Kişiselleştirilmiş mikrobiyom testi sunan bir bağırsak sağlığı şirketi olan GUTXY'nin kurucusu ve mikrobiyom bilimcisi Sofia Popov , beslenmedeki yüksek AGE seviyelerinin bağırsakları da bozabileceğini ekliyor. "Bağırsakların koruyucu bariyerini zayıflatarak zararlı bakteriyel toksinlerin kana karıştığı 'sızdıran bağırsak' sorununa yol açıyorlar." KIZARTARAK PİŞİRİLMİŞ ÜRÜNLER YARARLI BAĞIRSAK BAKTERİLERİNİ YOK EDİYORAyrıca, AGE'ler bağırsak bakterilerinin dengesini bozarak, koruyucu kısa zincirli yağ asitleri üretmeye yardımcı olan faydalı mikropların sayısını azaltırken, iltihaplanma ve bağırsak hasarıyla bağlantılı daha az faydalı türlerin gelişmesine olanak tanır.

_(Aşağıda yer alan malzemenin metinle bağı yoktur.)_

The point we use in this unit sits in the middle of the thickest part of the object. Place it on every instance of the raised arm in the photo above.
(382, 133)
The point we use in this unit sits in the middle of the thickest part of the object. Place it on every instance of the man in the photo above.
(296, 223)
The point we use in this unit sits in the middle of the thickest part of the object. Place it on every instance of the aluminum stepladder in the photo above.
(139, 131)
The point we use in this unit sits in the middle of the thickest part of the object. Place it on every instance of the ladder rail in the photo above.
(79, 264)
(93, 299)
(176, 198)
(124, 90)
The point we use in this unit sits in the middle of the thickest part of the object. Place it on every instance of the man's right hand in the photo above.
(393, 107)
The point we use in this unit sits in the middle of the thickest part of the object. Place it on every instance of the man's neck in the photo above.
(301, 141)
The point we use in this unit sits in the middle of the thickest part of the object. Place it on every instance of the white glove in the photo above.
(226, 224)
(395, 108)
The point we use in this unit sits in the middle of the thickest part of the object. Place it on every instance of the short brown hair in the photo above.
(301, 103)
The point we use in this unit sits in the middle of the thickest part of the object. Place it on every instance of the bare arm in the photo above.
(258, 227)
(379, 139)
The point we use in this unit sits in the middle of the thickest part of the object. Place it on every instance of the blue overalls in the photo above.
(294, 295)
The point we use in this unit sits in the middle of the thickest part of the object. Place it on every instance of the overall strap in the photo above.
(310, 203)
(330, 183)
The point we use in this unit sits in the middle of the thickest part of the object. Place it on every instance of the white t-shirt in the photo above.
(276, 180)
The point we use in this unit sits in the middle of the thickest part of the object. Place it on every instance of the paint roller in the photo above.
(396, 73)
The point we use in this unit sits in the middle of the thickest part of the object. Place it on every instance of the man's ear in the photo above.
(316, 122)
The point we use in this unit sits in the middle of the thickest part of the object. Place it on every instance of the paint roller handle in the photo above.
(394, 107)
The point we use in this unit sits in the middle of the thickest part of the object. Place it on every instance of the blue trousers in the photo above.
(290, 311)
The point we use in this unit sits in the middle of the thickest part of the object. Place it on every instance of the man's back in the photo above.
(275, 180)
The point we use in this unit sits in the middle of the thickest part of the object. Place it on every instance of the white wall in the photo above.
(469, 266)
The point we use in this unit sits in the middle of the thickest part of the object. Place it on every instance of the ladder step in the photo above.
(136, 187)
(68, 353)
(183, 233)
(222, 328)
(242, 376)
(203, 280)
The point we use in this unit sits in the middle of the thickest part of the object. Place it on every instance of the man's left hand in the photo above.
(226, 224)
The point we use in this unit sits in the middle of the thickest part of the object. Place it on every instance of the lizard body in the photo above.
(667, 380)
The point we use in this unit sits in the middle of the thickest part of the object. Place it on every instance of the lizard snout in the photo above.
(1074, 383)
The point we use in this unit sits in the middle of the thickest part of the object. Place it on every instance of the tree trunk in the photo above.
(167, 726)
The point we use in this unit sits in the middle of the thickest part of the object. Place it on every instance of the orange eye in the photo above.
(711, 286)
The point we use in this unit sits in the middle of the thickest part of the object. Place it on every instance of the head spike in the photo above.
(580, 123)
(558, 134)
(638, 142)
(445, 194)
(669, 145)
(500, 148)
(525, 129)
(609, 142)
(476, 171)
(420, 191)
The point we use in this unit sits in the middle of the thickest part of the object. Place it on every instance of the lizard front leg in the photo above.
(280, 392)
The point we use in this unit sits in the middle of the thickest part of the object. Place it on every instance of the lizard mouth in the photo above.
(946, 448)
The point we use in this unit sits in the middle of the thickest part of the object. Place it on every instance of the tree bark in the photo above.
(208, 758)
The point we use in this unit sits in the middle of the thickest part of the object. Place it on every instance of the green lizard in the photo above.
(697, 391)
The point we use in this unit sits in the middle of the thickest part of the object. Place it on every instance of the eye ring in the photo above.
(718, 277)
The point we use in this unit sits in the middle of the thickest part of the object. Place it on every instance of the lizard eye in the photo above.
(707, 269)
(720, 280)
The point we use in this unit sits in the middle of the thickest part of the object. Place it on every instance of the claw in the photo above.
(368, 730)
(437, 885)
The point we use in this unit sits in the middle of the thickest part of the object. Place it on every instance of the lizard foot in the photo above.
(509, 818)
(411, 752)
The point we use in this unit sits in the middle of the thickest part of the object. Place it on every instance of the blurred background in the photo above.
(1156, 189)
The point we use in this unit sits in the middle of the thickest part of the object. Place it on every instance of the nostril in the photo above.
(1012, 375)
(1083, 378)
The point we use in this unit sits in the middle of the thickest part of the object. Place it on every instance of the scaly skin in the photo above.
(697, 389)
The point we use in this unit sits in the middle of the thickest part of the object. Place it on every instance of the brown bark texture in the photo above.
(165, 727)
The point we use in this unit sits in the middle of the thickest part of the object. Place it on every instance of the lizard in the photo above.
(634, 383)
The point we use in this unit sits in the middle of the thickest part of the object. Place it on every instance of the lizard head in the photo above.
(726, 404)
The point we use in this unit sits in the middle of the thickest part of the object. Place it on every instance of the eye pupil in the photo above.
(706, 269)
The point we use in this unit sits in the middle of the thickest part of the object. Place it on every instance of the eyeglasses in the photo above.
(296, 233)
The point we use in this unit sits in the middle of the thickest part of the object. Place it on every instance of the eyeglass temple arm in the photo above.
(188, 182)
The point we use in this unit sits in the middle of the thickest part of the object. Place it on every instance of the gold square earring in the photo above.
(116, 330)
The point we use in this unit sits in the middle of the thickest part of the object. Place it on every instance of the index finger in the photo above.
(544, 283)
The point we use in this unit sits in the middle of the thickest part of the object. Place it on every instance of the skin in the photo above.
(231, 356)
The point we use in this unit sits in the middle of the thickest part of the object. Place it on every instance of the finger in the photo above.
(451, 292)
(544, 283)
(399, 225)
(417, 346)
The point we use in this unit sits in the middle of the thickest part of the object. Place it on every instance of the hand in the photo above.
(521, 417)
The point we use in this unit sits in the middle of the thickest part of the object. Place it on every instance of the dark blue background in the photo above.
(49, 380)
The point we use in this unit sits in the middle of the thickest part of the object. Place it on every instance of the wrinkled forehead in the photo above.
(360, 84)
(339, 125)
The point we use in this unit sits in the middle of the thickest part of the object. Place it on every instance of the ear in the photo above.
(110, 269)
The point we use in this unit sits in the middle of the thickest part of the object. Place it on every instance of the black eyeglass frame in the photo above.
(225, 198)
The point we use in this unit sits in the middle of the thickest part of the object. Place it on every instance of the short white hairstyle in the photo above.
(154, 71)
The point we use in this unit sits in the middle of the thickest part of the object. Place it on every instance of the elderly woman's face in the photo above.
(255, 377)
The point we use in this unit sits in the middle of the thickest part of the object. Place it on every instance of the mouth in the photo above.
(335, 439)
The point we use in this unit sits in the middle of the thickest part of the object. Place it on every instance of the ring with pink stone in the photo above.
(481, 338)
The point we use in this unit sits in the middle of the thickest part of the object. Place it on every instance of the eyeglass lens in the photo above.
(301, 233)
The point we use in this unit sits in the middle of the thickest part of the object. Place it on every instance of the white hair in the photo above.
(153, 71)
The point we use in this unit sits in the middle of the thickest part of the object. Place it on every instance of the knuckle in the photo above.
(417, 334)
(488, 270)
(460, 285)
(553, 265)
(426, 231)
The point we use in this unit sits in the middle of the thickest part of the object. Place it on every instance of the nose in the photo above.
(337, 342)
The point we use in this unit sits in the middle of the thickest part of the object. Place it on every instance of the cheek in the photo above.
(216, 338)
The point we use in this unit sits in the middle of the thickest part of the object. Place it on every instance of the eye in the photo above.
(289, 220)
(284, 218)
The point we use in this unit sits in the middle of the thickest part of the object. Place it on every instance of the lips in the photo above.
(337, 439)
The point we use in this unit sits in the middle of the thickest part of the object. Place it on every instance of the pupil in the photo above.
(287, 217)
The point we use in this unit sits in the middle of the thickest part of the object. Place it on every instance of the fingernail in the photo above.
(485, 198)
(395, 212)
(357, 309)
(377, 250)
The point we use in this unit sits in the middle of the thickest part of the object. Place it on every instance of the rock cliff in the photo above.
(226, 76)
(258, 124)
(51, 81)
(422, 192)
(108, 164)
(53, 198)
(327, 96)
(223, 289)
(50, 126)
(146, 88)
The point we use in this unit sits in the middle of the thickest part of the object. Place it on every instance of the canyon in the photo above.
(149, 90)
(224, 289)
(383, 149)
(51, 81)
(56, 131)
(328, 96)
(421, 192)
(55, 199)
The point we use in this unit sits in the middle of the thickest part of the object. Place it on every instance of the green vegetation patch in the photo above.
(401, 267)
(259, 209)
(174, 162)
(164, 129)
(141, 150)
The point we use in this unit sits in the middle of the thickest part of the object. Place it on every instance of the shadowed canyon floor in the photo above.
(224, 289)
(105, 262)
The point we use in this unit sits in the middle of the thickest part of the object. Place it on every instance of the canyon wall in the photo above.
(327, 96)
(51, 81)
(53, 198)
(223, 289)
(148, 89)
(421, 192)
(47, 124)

Popov, "Bu değişiklikler kronik düşük seviyeli iltihaplanmayı tetikleyerek, vücudun doğal savunmasını kademeli olarak alt eder ve yaşlanma süreçlerini hızlandırır," dedi.
Pişirme, besinleri ısıyla parçalayarak yok edebilirken, su bazlı yöntemler daha düşük sıcaklıklar kullanır; bu da Maillard reaksiyonunun oluşması için çok düşüktür.
Bu, yalnızca besin kaybını sınırlamaya yardımcı olmakla kalmaz, aynı zamanda AGE'ler gibi zararlı bileşiklerin oluşumunu da önler.
Popov, "Buharda pişirme, ısıya duyarlı olan C vitamini, B kompleks vitaminleri ve glukozinolatlar gibi kanserle savaşan bileşiklerin korunmasına yardımcı olur," dedi.